If the device isn't in any group with a profile, the loop is a silent no-op — safe to roll fleet-wide with no per-device configuration. If the API returns an error (org hasn't enabled TATER Tuning at all), the agent silently skips the cycle and tries again later.
The level registry
The mapping from (app, level) to actual OpsScript bodies lives in api/src/functions/taterTuning.ts as LEVEL_REGISTRY. Today's seed levels (1-3 per app) point at the three hardening scripts shipped on 2026-06-08:
CB-LowImpact-Hardening-Win-Edge-Chrome— 43 baseline registry policiesCB-LowImpact-BrowserPolicy-Mega— 138 Chrome/Edge safe-default policiesCB-LowImpact-BrowserPolicy-GapFill-v2— 36 more viareg.exepathCB-LowImpact-Hardening-Batch2— Defender + DEP/SEHOP in AUDITCB-Aggressive-Win-Hardening-Phase3— Audit policy + Defender BLOCK + Office macros + NTLM/NetBIOS
Adding more levels (4-10) is a single-PR change to LEVEL_REGISTRY — author a new OpsScript, append its id to the right cell, no schema migration.
MCP tools
Three tools mirror the API. Both HTTP and stdio MCP servers expose them.
| Tool | Auth | Notes |
|---|---|---|
list_device_groups | Viewer | Names + member counts. |
set_hardening_level | Admin (write) | Set a (groupId, appKey, level) cell. Returns the new contentHash. |
accept_hardening_risk | Admin (write) | Add a per-control risk-accept on a cell.
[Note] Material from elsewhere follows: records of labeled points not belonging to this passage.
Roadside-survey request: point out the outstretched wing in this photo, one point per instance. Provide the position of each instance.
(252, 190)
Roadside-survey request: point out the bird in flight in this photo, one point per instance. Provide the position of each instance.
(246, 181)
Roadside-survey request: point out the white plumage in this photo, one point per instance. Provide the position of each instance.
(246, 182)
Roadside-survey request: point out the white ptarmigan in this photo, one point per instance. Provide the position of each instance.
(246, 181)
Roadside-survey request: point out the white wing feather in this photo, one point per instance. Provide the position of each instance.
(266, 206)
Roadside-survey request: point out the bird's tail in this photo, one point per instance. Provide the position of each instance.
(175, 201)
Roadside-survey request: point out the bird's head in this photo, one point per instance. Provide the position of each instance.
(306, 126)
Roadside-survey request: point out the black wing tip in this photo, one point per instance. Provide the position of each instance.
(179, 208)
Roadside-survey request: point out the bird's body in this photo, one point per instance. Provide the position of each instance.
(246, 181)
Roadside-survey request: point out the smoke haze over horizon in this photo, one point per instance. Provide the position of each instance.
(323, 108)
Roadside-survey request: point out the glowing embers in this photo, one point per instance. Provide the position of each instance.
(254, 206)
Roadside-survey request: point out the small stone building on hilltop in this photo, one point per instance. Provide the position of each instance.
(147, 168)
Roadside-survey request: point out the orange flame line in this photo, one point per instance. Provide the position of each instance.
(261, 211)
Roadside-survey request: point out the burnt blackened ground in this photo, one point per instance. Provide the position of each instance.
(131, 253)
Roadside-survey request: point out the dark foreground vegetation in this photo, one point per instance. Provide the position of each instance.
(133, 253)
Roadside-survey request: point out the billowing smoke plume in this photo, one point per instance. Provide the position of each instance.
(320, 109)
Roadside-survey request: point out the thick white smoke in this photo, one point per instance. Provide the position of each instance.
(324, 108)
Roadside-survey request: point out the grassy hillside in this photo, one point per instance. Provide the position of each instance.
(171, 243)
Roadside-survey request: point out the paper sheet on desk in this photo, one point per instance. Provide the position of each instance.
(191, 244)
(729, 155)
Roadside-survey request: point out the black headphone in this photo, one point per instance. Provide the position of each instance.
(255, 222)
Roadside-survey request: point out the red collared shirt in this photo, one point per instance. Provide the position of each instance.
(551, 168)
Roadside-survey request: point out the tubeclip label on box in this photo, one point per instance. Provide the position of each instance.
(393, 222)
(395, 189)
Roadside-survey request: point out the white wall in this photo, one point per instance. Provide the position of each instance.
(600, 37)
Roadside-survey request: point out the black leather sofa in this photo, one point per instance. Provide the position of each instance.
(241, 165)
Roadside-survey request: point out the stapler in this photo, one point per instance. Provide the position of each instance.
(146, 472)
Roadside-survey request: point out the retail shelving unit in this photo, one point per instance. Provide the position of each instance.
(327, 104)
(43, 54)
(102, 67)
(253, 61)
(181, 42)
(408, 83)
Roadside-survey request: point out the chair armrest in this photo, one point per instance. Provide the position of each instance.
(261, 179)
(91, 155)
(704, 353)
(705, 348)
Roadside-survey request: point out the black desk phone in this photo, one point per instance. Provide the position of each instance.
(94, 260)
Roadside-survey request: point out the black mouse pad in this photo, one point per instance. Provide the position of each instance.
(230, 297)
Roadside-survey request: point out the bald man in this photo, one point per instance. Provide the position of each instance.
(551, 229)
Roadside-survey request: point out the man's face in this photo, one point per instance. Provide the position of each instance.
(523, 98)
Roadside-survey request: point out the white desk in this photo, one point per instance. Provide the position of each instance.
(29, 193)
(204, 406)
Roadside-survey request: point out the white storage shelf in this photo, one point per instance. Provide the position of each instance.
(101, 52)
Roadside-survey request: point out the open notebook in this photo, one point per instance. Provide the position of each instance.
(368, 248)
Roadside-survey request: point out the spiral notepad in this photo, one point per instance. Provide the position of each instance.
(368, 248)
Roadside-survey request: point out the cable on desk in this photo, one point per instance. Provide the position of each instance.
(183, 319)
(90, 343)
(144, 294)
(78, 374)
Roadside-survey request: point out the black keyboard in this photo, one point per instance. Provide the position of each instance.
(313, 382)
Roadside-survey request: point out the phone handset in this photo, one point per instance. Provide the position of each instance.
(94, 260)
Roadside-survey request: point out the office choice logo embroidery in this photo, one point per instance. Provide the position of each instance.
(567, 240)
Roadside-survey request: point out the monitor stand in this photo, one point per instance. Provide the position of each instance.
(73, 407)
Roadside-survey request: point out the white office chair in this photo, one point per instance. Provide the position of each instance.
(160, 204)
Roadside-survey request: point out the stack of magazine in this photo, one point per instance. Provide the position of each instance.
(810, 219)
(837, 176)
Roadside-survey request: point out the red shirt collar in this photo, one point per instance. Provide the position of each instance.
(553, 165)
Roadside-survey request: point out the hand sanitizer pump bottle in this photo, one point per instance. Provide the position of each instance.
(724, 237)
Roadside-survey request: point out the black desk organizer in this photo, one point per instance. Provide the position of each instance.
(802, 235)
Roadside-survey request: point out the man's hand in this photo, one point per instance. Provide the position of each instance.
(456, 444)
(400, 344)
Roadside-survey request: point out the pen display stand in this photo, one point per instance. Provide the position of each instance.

Reason + optional expiry. |
Example AI prompts:
- "Move Beta Testers Chrome to level 3 and accept risk on CHR_128 because privacy review needs incognito."
- "What groups do we have and what's their current Defender posture?"
- "Push everyone except the dev team to level 2 on Office macros."
API surface
| Method | Path | Purpose |
|---|---|---|
| GET | /api/device-groups | List groups. |
| POST | /api/device-groups | Create a group. |
| PUT | /api/device-groups/{id} | Rename or change hostname list. |
| GET | /api/hardening-profiles | List all (group × app) cells. |
| PUT | /api/hardening-profiles/{groupId}/{appKey} | Set the dial + overrides for one cell. |
| GET | /api/hardening-registry | What each (app, level) means. |
| GET | /api/hardening-state | Fleet view of applied levels. |
| GET | /api/agents/{hostname}/hardening-target | Agent reads its merged target. ?includeBodies=1 for actual script bodies. |
| POST | /api/agents/{hostname}/hardening-state | Agent reports applied state. |
Operational tips
- Always start with a Beta group of one machine (yours). Crank that to your target level, live with it for a week, then add Phase 1 and Phase 2.
- Browser policies take effect on browser restart. The scanner may flag affected controls as "Manual" between the apply and the browser relaunch.
- Risk-accept early. If your team relies on a quirky workflow (extensions, Cast, sync), accept the relevant CIS control IDs up front rather than skipping a whole level.
- Rollback is one script away. Every script writes a JSON log to
%ProgramData%\TATER\hardening-logs\. The companionCB-Hardening-Rollback-FromLogscript reverses any single batch.
Roadmap
- Drift detection — agent compares actual registry state to expected and reports specific control IDs that drifted. Manage fleet view will surface this as a per-device drift count.
- Levels 4–10 content — adding OpsScript payloads for AppLocker, PowerShell Constrained Language Mode, BitLocker pre-boot PIN, removable-media policy, etc.
- Per-app status pills — show on the Devices page so a technician can answer "is this machine compliant with its assigned tuning?" without opening the matrix.